De fait, les Etats-Unis se dotent d’une familiarité avec des sanctions records pour les entreprises prise en défaut. Il est très largement envisageable de voir cette tendance faire des émules, notamment en Europe.

Jusqu’alors relativement abstraits, les risques sont aujourd’hui quantifiables et ils s’avèrent très lourds. Ces dernières années, Total et Technip ont du s’affranchir d’amendes supérieures à 300 millions de dollars. Les amendes peuvent dépasser désormais la barre du milliard d’euros, voire plus comme le brûlant dossier BNP Paribas le montre. A ce risque financier s’ajoute un risque d’image, de réputation. C’est en mois, voire en année, qu’il faut chiffrer le temps que met une entreprise pour redorer son blason. Celui-ci se trouve marqué du sceau de la suspicion ou de l’opprobre d’une condamnation pour corruption ou pratiques litigieuses.

Par-delà la vague médiatique suscitée par l’ampleur de l’amende envisagée, c’est ce que l’affaire BNP Paribas révèle. C’est aussi l’obligation de résultats demandée aux entreprises. Pris en faute, l’établissement français vient ainsi de se séparer de son responsable de la conformité des réglementations lors des opérations de la banque. A ce dernier s’ajoutent de nombreux collaborateurs impliqués dans les faits incriminés. Il ne faut pas oublier le départ anticipé en retraite de l’un de ses dirigeants. De même, concomitamment à l’annonce d’un éventuel rapprochement entre Alstom et General Electric, des cadres du groupe français étaient arrêtés aux Etats-Unis dans le cadre d’une enquête pour corruption. Pourtant, un programme de compliance existait bel et bien dans ces deux groupes.

Avoir l’apparence de la respectabilité ne dédouane plus de l’obligation de mettre en place un véritable programme de compliance. Ce n’est plus seulement dans les mots mais aussi dans les faits. La compliance ne peut désormais être « cosm’éthique ».

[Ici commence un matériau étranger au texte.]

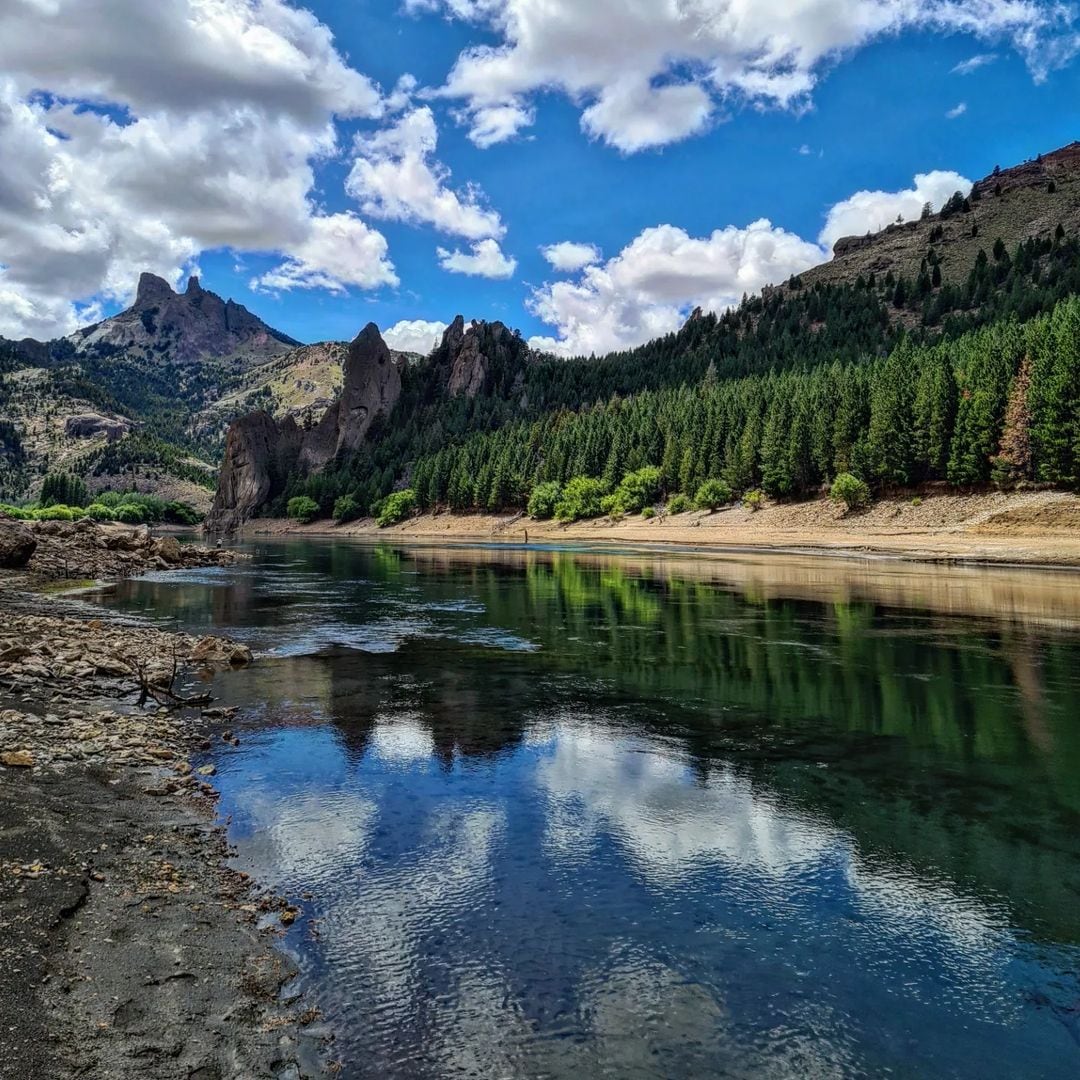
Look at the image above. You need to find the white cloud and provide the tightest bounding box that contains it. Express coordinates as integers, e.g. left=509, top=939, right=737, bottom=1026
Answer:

A l’occasion de la semaine de l’intégrité lancée par l’OCDE, les intervenants de la conférence organisée par le Cercle de la Compliance rappelaient à quel point la lutte contre la corruption était active. L’exemple de Panalpina World Transport permet de se rendre compte des moyens mis en oeuvre pour mener à bien les investigations aux Etats-Unis. Plusieurs centaines d’agents du FBI avaient ainsi investi les locaux du siège américain de ce groupe suisse. Ils étaient à la recherche de preuves de cas de corruption. Ils constataient des coûts directs et indirects engendrés pour le groupe. A cela s’ajoutent des moyens que celui-ci a dû mettre en œuvre pour se redresser. Il devait aussi faire du programme de Compliance très solide finalement mis en oeuvre un véritable atout d’image, de réputation et de compétitivité.

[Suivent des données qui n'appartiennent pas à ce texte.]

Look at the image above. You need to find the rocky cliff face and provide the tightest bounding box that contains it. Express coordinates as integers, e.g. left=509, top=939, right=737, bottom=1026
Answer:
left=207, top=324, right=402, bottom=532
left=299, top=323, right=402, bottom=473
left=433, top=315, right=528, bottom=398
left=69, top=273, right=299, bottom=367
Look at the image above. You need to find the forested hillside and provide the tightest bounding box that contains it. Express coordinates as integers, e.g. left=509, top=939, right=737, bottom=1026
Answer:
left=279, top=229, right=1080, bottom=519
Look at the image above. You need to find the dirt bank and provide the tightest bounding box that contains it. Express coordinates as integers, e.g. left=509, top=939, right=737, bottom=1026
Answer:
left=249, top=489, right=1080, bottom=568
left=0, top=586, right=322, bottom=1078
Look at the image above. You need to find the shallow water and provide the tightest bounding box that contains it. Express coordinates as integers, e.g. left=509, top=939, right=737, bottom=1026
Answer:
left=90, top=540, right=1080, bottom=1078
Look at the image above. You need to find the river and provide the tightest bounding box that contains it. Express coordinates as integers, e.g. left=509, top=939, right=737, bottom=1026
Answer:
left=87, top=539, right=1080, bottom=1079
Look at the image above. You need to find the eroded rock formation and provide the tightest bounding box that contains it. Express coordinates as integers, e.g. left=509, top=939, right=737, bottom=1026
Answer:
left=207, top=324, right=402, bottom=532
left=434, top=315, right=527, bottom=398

Les affaires s’enchainent d’autant plus facilement que combattre ces cas de corruptions, les ententes illégales ou encore les atteintes aux droit de l’homme permet aux gouvernements de marquer des points dans un contexte de concurrence économique mondialisée. Le tout dans un monde qui s’organise face au phénomène, comme aux Etats-Unis, où les autorités judiciaires peuvent compter sur des lanceurs d’alerte, protégés en ce cas de toute poursuite. Cette mesure est propice aux dénonciations. Elle est d’autant plus efficace que des salariés sont de plus en plus souvent visés par les poursuites.

L’intégration de la Compliance dans la culture de l’entreprise, décidée par les plus hautes instances de l’entreprise, l’application de ce nouveau paradigme dans les comportements des parties prenantes de l’entreprise sont des éléments fondamentaux d’un programme de compliance efficace.

La compliance a en effet pour objet d’assurer que les activités de l’entreprise s’alignent en conformité avec les lois et règlements civils et pénaux. Elle se doit par ailleurs d’être pédagogue, assimilable par l’ensemble de la direction et des salariés, avec des règles applicables ainsi que des procédures de prévention et de contrôle confortées par un monitoring et des audits adaptés à l’entreprise. La compliance s’apparente donc à une vraie démarche comportementale et non à un simple programme d’autocontrôle.

Ethiquement indispensable, la compliance se veut aussi économiquement utile. Il a été largement démontré que la corruption active restait souvent contreproductive à moyen ou long-terme. Une entreprise ayant recours aux dessous de table investit généralement moins dans sa R&D ; ses produits se dégradent logiquement par rapport à ceux des autres entreprises de son marché. Une menace pèse sur la survie même du groupe. Si ce n’est pas par la révélation des actes de corruption, ce sera par sa compétitivité plus tard.

La compliance s’impose donc comme un atout décisif pour l’entreprise, un enjeu de développement qu’il serait dangereux de négliger.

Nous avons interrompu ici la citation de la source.